The United Arab Emirates sponsored an expensive World Expo while constructing air-conditioned buildings (one a complete sports stadium!) to attract the business of superwealthy. 
But climate experts are predicting that many Middle East and Gulf countries will experience temperatures of 132F and higher in a couple of decades. Everybody dies at 125F because one ceases to sweat. 
All of these countries are also water-stressed – they don’t have enough – so they have two choices: import water or remove the salt from ocean water. Both processes are frightfully expensive.
A lesson from history: wealthy Egyptian pharaohs built monuments and tombs to celebrate themselves, employing thousands of workers for decades. Wealthy Chinese did the same thing, one building a 20 sq. mile tomb and monument for himself. Wealthy Roman senators imported slaves, built a huge stadium so the populace could watch gladiators, Christians and lions living or dying by the thumb, and finally superwealthy English who made so much money dominating other areas of the world, finally grew too fat, went home and built huge mansions for themselves and their extended families. 

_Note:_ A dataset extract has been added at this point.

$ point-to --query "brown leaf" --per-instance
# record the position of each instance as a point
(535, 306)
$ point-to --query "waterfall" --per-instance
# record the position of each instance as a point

When you see wealthy Americans spending $180 million for a painting, $40 million for a wristwatch, billionaires paying lawyers salaries of $25 million a year to protect their billions, when you see shareholders of Elon Musk’s businesses paying him $48 billion a year to keep the cash flowing, and when the superwealthy own a superyacht that uses more fossil fuel in a year than the total population of many  countries, how long do you think the American empire is going to last?